Galeote: Hombre que remaba forzado en las galeras.

Gato de nueve colas: Es un azote con mango y remate múltiple usado como instrumento de castigo o tortura de unos 80 cm de longitud. Según las referencias que encontré, el único que poseía pesos en sus puntas era el utilizado en el penal de Norfolk.

Hércules: Hombre de mucha fuerza. Por alusión a Hércules, semidiós, hijo de Júpiter y Alcmena.

Corredor de los bosques: “Scorridore dei boschi”, en el original, el término original es en francés “coureur des bois” y hace referencia a leñadores franceses de Canadá que recorrían los bosques de Nueva Francia (colonias francesas en américa del norte) y el interior de Estados Unidos para intercambiar pieles. Debido al contacto con los habitantes originarios aprendieron sus costumbres.

Knut: Significa látigo en ruso y es, justamente, un látigo pesado múltiple, por lo general de un manojo de correas de cuero crudo unidas a un mango largo, a veces con alambre de metal o ganchos incorporados.

Kurbash: “Courbasc” en el original, era un látigo de 90 cm de longitud, hecho de piel de hipopótamo o rinoceronte. Se utilizaba en varios países musulmanes, especialmente en el Imperio otomano.

Abisinios: Natural de Abisinia, hoy Etiopía.

Estranguladores londinenses: No pude encontrar referencia a estos hechos. Si alguno encuentra algo, avise y lo agrego.

Gamellas: Artesa (cajón rectangular) que sirve para dar de comer y beber a los animales, fregar, lavar, etc.

Rancho: Comida que se hace para muchos en común, y que generalmente se reduce a un solo guisado; por ejemplo, la que se da a los soldados y a los presos.
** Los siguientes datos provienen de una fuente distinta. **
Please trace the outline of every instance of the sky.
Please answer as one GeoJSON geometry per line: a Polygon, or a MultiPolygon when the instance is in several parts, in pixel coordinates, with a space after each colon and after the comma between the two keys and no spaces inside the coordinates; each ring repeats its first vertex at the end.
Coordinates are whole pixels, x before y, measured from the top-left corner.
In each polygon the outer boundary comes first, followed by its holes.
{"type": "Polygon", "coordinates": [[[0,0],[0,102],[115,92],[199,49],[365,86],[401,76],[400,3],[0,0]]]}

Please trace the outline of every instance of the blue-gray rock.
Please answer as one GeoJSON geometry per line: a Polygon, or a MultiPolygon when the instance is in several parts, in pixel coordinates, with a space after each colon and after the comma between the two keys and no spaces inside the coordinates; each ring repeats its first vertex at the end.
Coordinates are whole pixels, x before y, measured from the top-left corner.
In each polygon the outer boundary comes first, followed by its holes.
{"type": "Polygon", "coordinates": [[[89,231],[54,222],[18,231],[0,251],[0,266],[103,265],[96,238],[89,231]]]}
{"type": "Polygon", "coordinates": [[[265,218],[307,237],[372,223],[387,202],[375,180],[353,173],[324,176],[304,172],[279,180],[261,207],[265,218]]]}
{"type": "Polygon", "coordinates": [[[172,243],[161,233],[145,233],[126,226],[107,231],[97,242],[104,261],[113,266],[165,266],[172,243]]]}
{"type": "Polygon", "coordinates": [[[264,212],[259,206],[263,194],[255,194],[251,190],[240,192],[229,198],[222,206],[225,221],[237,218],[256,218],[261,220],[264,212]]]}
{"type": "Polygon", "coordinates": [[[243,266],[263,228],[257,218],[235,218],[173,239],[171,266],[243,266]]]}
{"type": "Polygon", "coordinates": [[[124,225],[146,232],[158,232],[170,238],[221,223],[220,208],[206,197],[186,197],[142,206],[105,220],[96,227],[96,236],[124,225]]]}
Bocal: Jarro de boca ancha y cuello corto para sacar el vino de las tinajas.

Scotia: Casualmente en 1902, año en que se publicó la versión de la novela que contiene este capítulo, se botó el TSS Scotia, pero era un buque de vapor de pasajeros y no una fragata.

Contramaestre: “Quartiermastro” en el original, para la Marina Real es el marinero cuya función es la de timonel, o sea, la persona que gobierna el timón de la nave. En puerto es responsable de la seguridad.